When tort reform swept the country more than a decade ago, many states imposed numerous pre-suit requirements to weed out meritless claims against medical and non-medical professionals.
Tort reform, however, hasn’t been at the top of most states' legislative agenda in years.
Now it appears that some appeals courts may be pushing back against one of medical and non-medical professionals’ key, hard-earned defenses – certificates of merit.
In October 2017, the Oklahoma Supreme Court became the latest to strike down its state’s certificate of merit statute as unconstitutional. John v. Saint Francis Hospital, Inc., 405 P.3d 681, 687 (Oct. 25, 2017).
The John Court held: “the thrice incarnated affidavit of merit requirement found in Okla. Stat. tit. 12, § 19.1 (Supp. 2013)” “is an impermissible barrier to court access and an unconstitutional special law.”
The John Court held “[t]he courts of justice of the State shall be open to every person, and speedy and certain remedy afforded for every wrong and for every injury to person, property, or reputation; and right and justice shall be administered without sale, denial, delay, or prejudice.” Okla. Const. art. 2, §6.

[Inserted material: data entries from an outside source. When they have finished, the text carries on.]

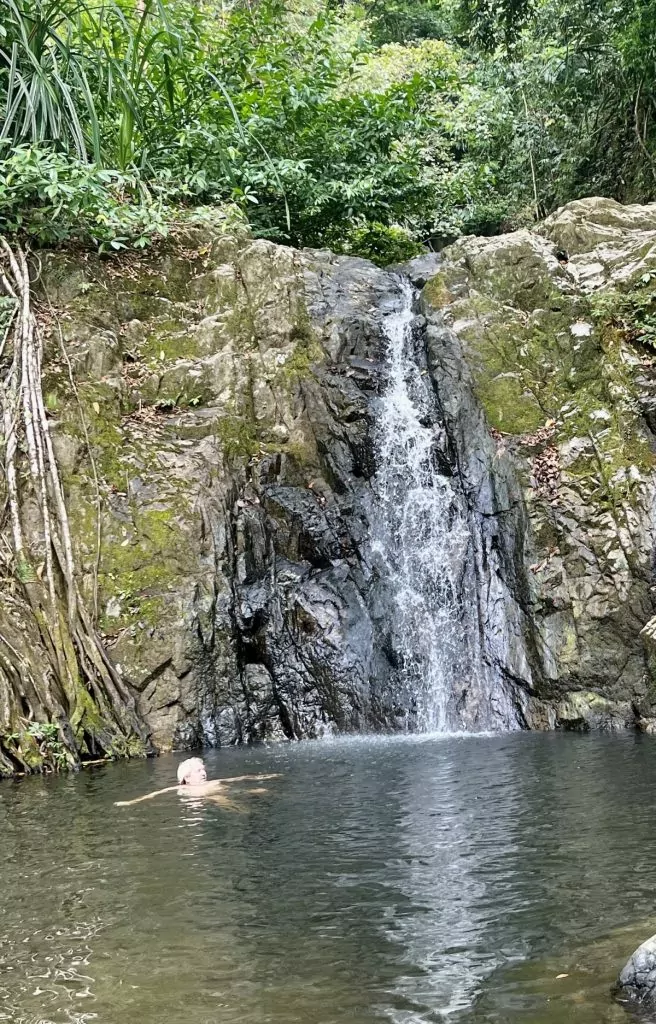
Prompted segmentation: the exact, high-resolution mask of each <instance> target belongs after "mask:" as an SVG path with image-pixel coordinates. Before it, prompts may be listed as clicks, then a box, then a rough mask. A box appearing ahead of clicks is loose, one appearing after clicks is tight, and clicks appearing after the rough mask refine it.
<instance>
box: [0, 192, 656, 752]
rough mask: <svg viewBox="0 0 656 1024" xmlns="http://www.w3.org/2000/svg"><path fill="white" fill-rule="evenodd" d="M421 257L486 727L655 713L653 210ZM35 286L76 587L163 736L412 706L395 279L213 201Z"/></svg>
mask: <svg viewBox="0 0 656 1024" xmlns="http://www.w3.org/2000/svg"><path fill="white" fill-rule="evenodd" d="M402 270H403V272H405V273H407V274H409V275H410V278H412V279H413V281H414V283H416V285H417V286H418V289H420V290H421V296H420V297H419V298H418V309H417V312H418V316H417V319H416V324H414V329H413V338H414V345H416V351H417V359H418V360H419V362H420V365H421V366H422V368H423V371H422V372H423V373H424V375H425V376H426V378H427V380H428V381H429V382H430V387H431V388H432V392H433V395H434V403H433V409H434V412H433V419H434V427H435V436H436V446H435V458H436V460H437V462H439V464H440V466H441V471H442V472H444V473H445V474H448V475H449V476H450V477H451V478H452V479H453V480H454V481H455V483H454V485H455V486H456V488H457V493H458V495H460V496H461V500H462V502H463V504H464V507H466V509H467V517H468V524H469V530H470V538H471V559H472V565H473V566H474V569H473V570H474V573H475V580H476V594H475V595H472V594H470V595H469V597H470V601H471V602H472V601H473V602H474V604H475V606H476V609H475V615H476V632H477V637H476V649H477V652H478V653H477V657H478V658H479V659H480V664H481V671H482V673H483V675H484V676H485V677H486V678H487V679H488V683H489V686H488V691H489V692H492V693H493V694H494V693H495V694H496V698H494V699H493V700H492V705H493V707H491V708H490V709H488V712H487V719H486V720H487V721H489V720H490V716H491V720H492V722H493V724H494V725H495V726H496V727H498V728H515V727H527V728H554V727H564V728H574V729H581V728H618V727H621V728H624V727H626V726H630V727H636V726H637V727H639V728H642V729H647V730H651V729H652V727H653V723H654V715H655V708H656V690H655V689H654V677H653V655H652V635H655V634H656V626H654V621H653V620H652V615H653V614H654V610H655V609H654V602H653V593H652V584H653V580H652V564H653V548H654V526H653V500H654V482H655V480H656V475H655V470H654V455H653V452H654V431H656V359H655V357H656V350H655V349H654V348H653V347H652V344H651V335H650V334H649V330H650V321H649V303H650V301H651V298H650V297H651V295H652V290H653V289H654V287H655V285H656V206H652V207H621V206H619V205H618V204H615V203H613V202H611V201H608V200H584V201H580V202H578V203H573V204H570V205H569V206H567V207H565V208H564V209H563V210H560V211H558V213H556V214H555V215H554V216H553V217H551V218H550V219H549V220H548V221H545V222H544V223H543V224H542V225H541V226H540V228H539V231H535V232H531V231H528V230H522V231H517V232H514V233H512V234H507V236H500V237H497V238H490V239H473V238H470V239H465V240H462V241H461V242H458V243H456V244H455V245H453V246H451V247H450V248H449V249H447V250H446V251H445V252H444V253H443V254H442V257H441V260H440V261H436V260H435V259H428V260H427V259H425V258H422V260H421V261H419V262H418V261H416V262H414V263H413V264H409V265H408V266H407V267H405V268H402ZM41 282H42V297H43V300H44V301H43V306H42V321H43V324H44V329H45V331H46V335H47V351H46V368H45V374H46V377H45V381H44V391H45V394H46V402H47V408H48V411H49V415H50V418H51V424H52V426H53V429H54V434H55V438H56V452H57V457H58V461H59V465H60V467H61V471H62V475H63V477H64V481H65V487H67V497H68V501H69V506H70V509H71V516H72V521H73V523H74V526H75V535H76V543H77V552H76V554H77V560H78V565H79V567H80V573H81V577H80V585H81V588H82V590H83V592H84V594H85V595H86V598H87V600H88V602H89V605H90V606H94V605H95V606H96V607H97V613H98V622H99V626H100V629H101V631H102V635H103V638H104V643H105V645H106V647H107V650H108V651H110V653H111V656H112V658H113V659H114V660H115V663H116V664H117V665H118V666H120V671H121V673H122V675H123V677H124V679H125V680H126V682H127V683H128V684H129V685H130V686H131V687H132V688H133V690H134V692H135V693H136V695H137V701H138V708H139V711H140V714H141V716H142V718H143V719H144V720H145V722H146V724H147V726H148V729H149V731H150V734H151V737H152V740H154V742H155V743H156V744H157V745H159V746H160V748H164V749H166V748H171V746H191V745H198V744H207V743H211V744H215V743H232V742H239V741H257V740H268V739H271V740H275V739H283V738H300V737H312V736H319V735H322V734H324V733H326V732H332V731H357V730H362V729H390V730H391V729H397V728H406V727H410V728H411V727H412V726H413V714H414V709H413V707H412V702H411V699H409V698H408V696H407V694H403V693H402V692H401V691H400V690H399V687H398V673H399V665H398V657H397V652H396V651H395V649H394V643H393V627H392V625H391V624H392V621H393V616H394V609H393V607H392V606H391V602H390V601H389V599H388V597H387V596H386V594H385V592H384V588H383V587H382V586H381V581H380V577H379V574H378V572H377V567H376V559H375V558H373V556H371V550H370V543H369V540H370V522H371V516H374V515H376V499H375V494H374V490H373V487H371V483H373V480H374V479H375V477H376V472H377V468H378V467H377V452H376V443H375V431H376V422H377V412H378V409H379V402H380V396H381V394H382V393H383V392H384V390H385V386H386V362H385V358H386V344H387V342H386V337H385V332H384V330H383V321H384V316H385V314H386V313H387V312H389V310H390V309H393V308H394V305H395V303H398V301H399V295H400V290H401V285H400V281H399V276H398V274H397V273H395V272H392V271H385V270H381V269H379V268H377V267H376V266H374V265H373V264H370V263H368V262H366V261H364V260H358V259H353V258H348V257H337V256H335V255H333V254H331V253H329V252H313V251H312V252H310V251H302V252H298V251H294V250H292V249H289V248H285V247H280V246H276V245H273V244H271V243H269V242H266V241H262V240H257V241H253V240H252V239H251V238H249V237H248V234H247V233H246V232H245V231H244V230H243V229H242V228H240V227H239V226H238V225H236V226H235V225H233V224H230V223H228V222H227V221H224V220H222V219H221V217H220V216H218V215H215V216H214V217H213V218H212V219H211V220H201V219H199V220H196V221H195V222H190V223H189V225H188V226H187V227H186V228H185V229H184V230H180V231H178V232H177V234H176V236H175V237H174V238H173V239H171V240H170V241H169V242H167V244H166V246H163V247H162V248H161V250H160V251H159V252H158V253H155V254H152V253H150V254H147V255H146V256H144V257H136V256H122V257H120V258H117V259H100V258H96V257H93V256H90V255H88V254H87V255H84V256H80V255H76V254H71V253H69V254H62V253H50V254H45V255H44V256H43V259H42V274H41ZM5 610H6V614H8V615H10V614H11V609H10V608H8V609H5ZM18 632H19V630H18ZM470 690H471V685H470V681H468V680H466V679H464V680H463V681H462V684H460V687H458V688H457V692H456V693H455V694H454V701H455V702H456V703H457V705H458V706H462V707H463V708H464V709H465V710H464V713H463V715H464V724H465V725H466V726H468V725H470V726H471V727H476V725H477V722H478V721H479V719H477V717H476V715H477V712H475V711H469V710H468V709H474V707H475V706H474V703H473V702H472V697H471V693H470ZM468 715H469V716H470V717H469V719H468ZM3 728H5V729H7V728H9V723H3V722H2V721H1V720H0V731H2V729H3Z"/></svg>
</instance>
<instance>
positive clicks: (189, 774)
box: [178, 758, 208, 785]
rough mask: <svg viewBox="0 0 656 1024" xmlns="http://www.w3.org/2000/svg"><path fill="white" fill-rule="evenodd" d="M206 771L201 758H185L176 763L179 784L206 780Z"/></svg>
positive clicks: (197, 784) (186, 783)
mask: <svg viewBox="0 0 656 1024" xmlns="http://www.w3.org/2000/svg"><path fill="white" fill-rule="evenodd" d="M207 777H208V773H207V772H206V770H205V765H204V764H203V761H202V760H201V758H187V760H186V761H183V762H182V764H179V765H178V783H179V784H180V785H200V784H201V783H202V782H206V781H207Z"/></svg>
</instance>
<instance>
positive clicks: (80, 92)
mask: <svg viewBox="0 0 656 1024" xmlns="http://www.w3.org/2000/svg"><path fill="white" fill-rule="evenodd" d="M4 9H5V12H6V14H5V19H4V22H3V23H2V24H0V101H2V100H4V111H3V118H2V124H1V125H0V140H9V141H10V142H12V143H14V144H15V143H17V142H33V143H42V142H50V143H55V144H57V145H60V146H61V147H62V148H65V150H73V151H75V153H76V154H77V156H78V157H79V158H80V159H82V160H87V159H88V154H89V151H91V154H92V155H93V159H94V160H95V161H96V162H99V160H100V133H99V130H98V120H97V117H96V110H95V102H94V97H93V93H92V90H91V88H90V85H89V81H88V76H87V73H86V70H85V63H86V62H87V61H88V59H89V54H88V53H85V52H84V51H83V49H82V47H81V34H80V31H79V30H80V26H81V19H83V18H84V19H91V20H92V22H96V16H95V14H94V13H93V11H92V10H91V8H90V7H89V6H88V5H86V4H85V3H84V0H4ZM98 28H99V27H98Z"/></svg>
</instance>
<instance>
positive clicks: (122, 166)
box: [0, 0, 656, 261]
mask: <svg viewBox="0 0 656 1024" xmlns="http://www.w3.org/2000/svg"><path fill="white" fill-rule="evenodd" d="M0 108H2V110H3V114H2V115H0V117H2V122H1V125H2V126H1V127H0V230H3V231H6V232H23V233H24V234H27V236H29V237H31V238H33V239H36V240H37V241H38V242H39V243H41V244H52V243H54V244H57V243H60V242H62V241H64V240H67V239H69V238H76V239H80V240H83V241H86V242H94V243H95V244H96V245H99V246H100V247H115V248H117V247H121V246H124V245H135V244H136V245H139V246H142V245H145V244H147V243H148V241H149V240H150V239H151V238H152V237H154V236H158V234H161V233H164V232H166V230H167V225H168V224H169V223H170V222H171V220H172V219H174V218H175V217H176V216H177V212H178V211H179V210H180V209H181V208H183V207H184V206H190V205H196V204H225V203H229V204H236V205H237V206H239V207H242V209H243V210H245V211H246V212H247V214H248V216H249V219H250V221H251V223H252V225H253V228H254V230H255V231H256V232H257V233H260V234H264V236H267V237H270V238H274V239H277V240H281V241H291V242H293V243H295V244H301V245H329V246H332V247H333V248H335V249H338V250H341V251H345V252H359V253H362V254H366V255H368V256H370V257H373V258H376V259H378V260H379V261H384V260H385V259H387V258H391V255H392V254H398V253H399V252H410V251H414V249H416V248H417V245H418V244H425V243H430V244H433V245H435V244H441V243H442V242H443V241H444V240H446V239H449V238H452V237H454V236H455V234H457V233H458V232H461V231H464V230H477V231H483V232H489V231H494V230H498V229H499V228H504V227H505V226H511V225H513V224H517V223H521V222H524V221H528V220H530V219H531V218H532V217H534V216H537V215H541V214H543V213H544V212H546V211H549V210H551V209H553V208H554V207H555V206H557V205H559V204H561V203H563V202H566V201H567V200H569V199H572V198H576V197H578V196H581V195H589V194H594V193H601V194H606V195H612V196H615V197H617V198H619V199H631V200H633V199H635V200H647V199H651V198H652V197H653V195H654V190H655V186H656V157H655V155H656V125H655V116H656V4H654V3H653V0H630V2H629V0H389V2H385V3H383V2H380V0H365V3H364V4H363V5H362V6H360V5H356V4H354V3H353V4H349V3H346V4H344V3H342V2H337V0H325V2H323V0H309V2H306V3H301V2H300V0H260V2H259V3H255V4H250V3H249V4H243V3H242V2H240V0H234V2H233V4H232V5H230V4H226V3H225V2H223V3H221V4H219V3H218V0H100V2H99V3H98V2H96V0H5V2H4V17H3V20H2V23H1V24H0ZM394 258H397V257H396V255H395V256H394Z"/></svg>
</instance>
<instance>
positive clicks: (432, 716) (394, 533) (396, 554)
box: [373, 281, 476, 732]
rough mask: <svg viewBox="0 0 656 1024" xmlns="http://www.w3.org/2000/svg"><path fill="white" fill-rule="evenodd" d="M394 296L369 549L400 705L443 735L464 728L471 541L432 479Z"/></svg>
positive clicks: (413, 350) (385, 334)
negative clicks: (393, 304)
mask: <svg viewBox="0 0 656 1024" xmlns="http://www.w3.org/2000/svg"><path fill="white" fill-rule="evenodd" d="M400 288H401V296H400V302H399V306H398V308H397V309H396V310H395V311H393V312H391V313H388V314H387V315H386V316H385V318H384V323H383V328H384V331H385V335H386V337H387V339H388V366H389V378H388V385H387V389H386V391H385V394H384V395H383V399H382V410H381V415H380V419H379V424H378V436H377V438H376V443H377V451H378V464H379V466H380V469H379V472H378V474H377V476H376V479H375V481H374V489H375V493H376V495H377V497H378V499H379V504H378V506H377V507H376V508H375V510H374V516H373V518H374V526H373V549H374V552H375V554H376V556H377V557H378V558H379V559H380V563H379V569H380V571H381V574H382V577H383V578H384V580H385V583H386V587H387V588H389V589H390V590H391V592H392V594H393V597H394V622H393V625H392V630H393V636H392V637H391V645H392V648H393V651H394V657H395V658H396V662H397V665H398V671H399V676H400V679H401V686H402V689H403V691H404V692H403V698H404V703H405V705H406V706H409V707H411V708H413V709H414V710H416V716H417V719H416V727H417V728H419V729H420V730H421V731H430V732H447V731H451V730H454V729H457V728H463V719H462V716H461V715H460V714H458V709H457V708H456V707H454V706H455V705H456V703H457V694H458V693H462V692H463V690H464V689H465V690H466V689H467V679H468V677H469V679H470V681H471V675H472V672H473V667H472V665H471V658H470V657H469V656H468V638H467V634H468V633H470V635H471V633H472V632H473V633H474V635H475V634H476V626H475V625H474V624H470V623H468V622H467V618H468V617H469V616H468V615H467V614H466V613H465V612H466V609H465V608H464V607H463V596H462V595H463V590H464V578H465V577H467V575H468V573H467V565H468V545H469V535H468V528H467V521H466V518H465V515H466V512H465V510H464V509H463V508H462V504H461V501H460V500H458V495H457V494H456V492H455V490H454V488H453V486H452V483H451V480H450V479H449V477H448V475H444V473H440V472H439V465H438V461H437V458H436V457H437V445H438V443H439V439H440V438H439V431H440V428H439V426H436V424H435V396H434V394H433V391H432V385H431V382H430V378H429V377H428V375H427V374H426V372H424V373H423V372H422V370H421V369H420V366H419V365H418V360H417V358H416V353H414V339H413V335H412V321H413V319H414V314H413V312H412V299H413V293H412V289H411V286H410V284H409V282H406V281H401V282H400ZM469 597H470V599H471V601H472V603H474V602H475V600H476V598H475V594H471V595H469ZM464 684H465V685H464Z"/></svg>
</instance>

Oklahoma’s newest certificate of merit statute was among the broadest in the country. Oklahoma Statute, Title 12, Section 19.1. It required plaintiffs to serve with their petition a certificate of merit to establish a breach of the standard of care by the defendant professional in any civil action for negligence. Id.
Oklahoma's Supreme Court had struck down an earlier statute limited only to medical malpractice claims. Wall v. Marouk, 302 P.3d 775 (Okla. 2013).